Babysitter test-case-generator

Generate comprehensive test cases including edge cases, stress tests, and counter-examples for algorithm correctness verification. Supports random generation, constraint-based generation, and brute force oracle comparison.

install

source · Clone the upstream repo

git clone https://github.com/a5c-ai/babysitter

Claude Code · Install into ~/.claude/skills/

T=$(mktemp -d) && git clone --depth=1 https://github.com/a5c-ai/babysitter "$T" && mkdir -p ~/.claude/skills && cp -r "$T/library/specializations/algorithms-optimization/skills/test-case-generator" ~/.claude/skills/a5c-ai-babysitter-test-case-generator && rm -rf "$T"
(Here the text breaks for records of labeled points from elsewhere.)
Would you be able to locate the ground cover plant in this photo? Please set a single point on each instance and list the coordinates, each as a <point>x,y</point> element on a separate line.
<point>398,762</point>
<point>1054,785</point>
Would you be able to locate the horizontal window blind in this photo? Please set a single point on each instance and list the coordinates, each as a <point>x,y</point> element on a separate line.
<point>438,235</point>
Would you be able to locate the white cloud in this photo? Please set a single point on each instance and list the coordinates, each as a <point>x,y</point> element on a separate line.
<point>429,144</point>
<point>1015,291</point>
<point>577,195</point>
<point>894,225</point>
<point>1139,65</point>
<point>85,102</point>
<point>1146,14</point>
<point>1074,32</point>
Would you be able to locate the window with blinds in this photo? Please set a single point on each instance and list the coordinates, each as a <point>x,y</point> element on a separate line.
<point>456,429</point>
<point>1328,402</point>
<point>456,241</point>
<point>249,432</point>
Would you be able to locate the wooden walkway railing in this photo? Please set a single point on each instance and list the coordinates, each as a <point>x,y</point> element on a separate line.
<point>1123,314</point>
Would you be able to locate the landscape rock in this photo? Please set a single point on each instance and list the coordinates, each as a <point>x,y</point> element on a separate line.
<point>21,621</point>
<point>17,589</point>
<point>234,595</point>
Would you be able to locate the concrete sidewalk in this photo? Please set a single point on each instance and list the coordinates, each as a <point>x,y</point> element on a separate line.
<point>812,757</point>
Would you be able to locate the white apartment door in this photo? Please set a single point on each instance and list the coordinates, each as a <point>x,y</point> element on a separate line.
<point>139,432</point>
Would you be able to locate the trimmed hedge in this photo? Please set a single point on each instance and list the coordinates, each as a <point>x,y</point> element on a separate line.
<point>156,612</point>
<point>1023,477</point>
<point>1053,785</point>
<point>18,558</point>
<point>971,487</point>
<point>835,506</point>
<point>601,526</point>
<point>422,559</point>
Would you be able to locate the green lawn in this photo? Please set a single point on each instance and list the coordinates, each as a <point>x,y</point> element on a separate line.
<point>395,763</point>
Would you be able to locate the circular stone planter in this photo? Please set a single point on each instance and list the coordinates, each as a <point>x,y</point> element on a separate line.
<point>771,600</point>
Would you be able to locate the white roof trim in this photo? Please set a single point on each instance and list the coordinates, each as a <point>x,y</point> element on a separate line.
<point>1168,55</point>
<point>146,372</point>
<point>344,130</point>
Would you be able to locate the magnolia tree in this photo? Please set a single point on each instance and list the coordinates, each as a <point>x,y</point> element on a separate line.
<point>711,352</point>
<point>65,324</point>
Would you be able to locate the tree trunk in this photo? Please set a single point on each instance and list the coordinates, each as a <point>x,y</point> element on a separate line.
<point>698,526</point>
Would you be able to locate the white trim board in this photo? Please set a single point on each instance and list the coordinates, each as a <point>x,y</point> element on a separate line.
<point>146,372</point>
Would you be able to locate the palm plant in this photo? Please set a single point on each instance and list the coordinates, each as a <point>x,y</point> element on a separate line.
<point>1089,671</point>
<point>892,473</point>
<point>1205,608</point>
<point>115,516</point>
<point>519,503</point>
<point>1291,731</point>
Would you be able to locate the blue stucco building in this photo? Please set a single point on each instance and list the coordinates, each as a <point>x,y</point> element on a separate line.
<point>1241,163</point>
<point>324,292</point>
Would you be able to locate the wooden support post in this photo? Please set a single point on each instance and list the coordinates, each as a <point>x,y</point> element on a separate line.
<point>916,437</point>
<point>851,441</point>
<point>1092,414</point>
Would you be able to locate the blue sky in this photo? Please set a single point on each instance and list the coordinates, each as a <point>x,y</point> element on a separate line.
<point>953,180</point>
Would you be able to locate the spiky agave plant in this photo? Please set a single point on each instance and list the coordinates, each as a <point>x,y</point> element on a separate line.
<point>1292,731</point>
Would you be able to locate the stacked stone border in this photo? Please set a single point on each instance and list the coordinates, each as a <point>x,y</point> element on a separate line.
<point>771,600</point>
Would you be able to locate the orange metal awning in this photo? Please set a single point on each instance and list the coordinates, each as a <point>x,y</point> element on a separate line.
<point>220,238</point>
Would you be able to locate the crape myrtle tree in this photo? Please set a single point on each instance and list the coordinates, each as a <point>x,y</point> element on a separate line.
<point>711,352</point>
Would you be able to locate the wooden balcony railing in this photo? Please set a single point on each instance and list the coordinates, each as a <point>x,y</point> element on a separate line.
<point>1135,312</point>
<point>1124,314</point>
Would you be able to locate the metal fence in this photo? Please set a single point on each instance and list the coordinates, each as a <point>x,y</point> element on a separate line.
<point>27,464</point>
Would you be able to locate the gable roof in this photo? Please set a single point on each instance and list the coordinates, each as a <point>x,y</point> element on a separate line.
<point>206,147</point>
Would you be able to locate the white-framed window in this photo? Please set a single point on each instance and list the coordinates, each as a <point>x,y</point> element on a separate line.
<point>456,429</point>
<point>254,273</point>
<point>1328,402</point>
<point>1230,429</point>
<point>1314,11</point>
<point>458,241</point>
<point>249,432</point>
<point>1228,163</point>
manifest: library/specializations/algorithms-optimization/skills/test-case-generator/SKILL.md

test-case-generator

A specialized skill for generating comprehensive test cases for algorithm verification, including edge cases, stress tests, random inputs, and counter-example finding through brute force oracle comparison.

Purpose

Generate test cases for:

Correctness verification against problem constraints
Edge case identification and testing
Stress testing with large inputs
Counter-example finding for wrong solutions
Brute force oracle generation for validation

Capabilities

Core Features

Random Test Generation
- Generate inputs within specified constraints
- Support for various data types (arrays, trees, graphs, strings)
- Configurable distributions (uniform, normal, edge-biased)
- Reproducible tests with seed values
Edge Case Generation
- Minimum/maximum constraint values
- Empty inputs, single elements
- Sorted/reverse sorted sequences
- All same elements, alternating patterns
- Boundary conditions
Stress Testing
- Maximum constraint inputs
- Time limit verification
- Memory limit testing
- Performance regression detection
Counter-Example Finding
- Compare against brute force oracle
- Binary search on input size for minimal failing case
- Automatic test case minimization
- Difference reporting
Data Structure Generation
- Arrays: random, sorted, nearly sorted, with duplicates
- Trees: binary trees, BSTs, balanced, skewed
- Graphs: sparse, dense, DAGs, with cycles
- Strings: random, palindromes, patterns

Integration Options

CLI Tools

QuickTest CLI - Comprehensive CP testing tool:

npm install -g quicktest-cli

# Compare against brute force
qt cmp --solution solution.cpp --brute brute.cpp --gen gen.cpp

# Stress test for TLE
qt stress --solution solution.cpp --gen gen.cpp --time-limit 1000

Stress Testing Script (7oSkaaa):

git clone https://github.com/7oSkaaa/Stress_Testing
# Provides: gen_array(), gen_tree(), gen_simple_graph()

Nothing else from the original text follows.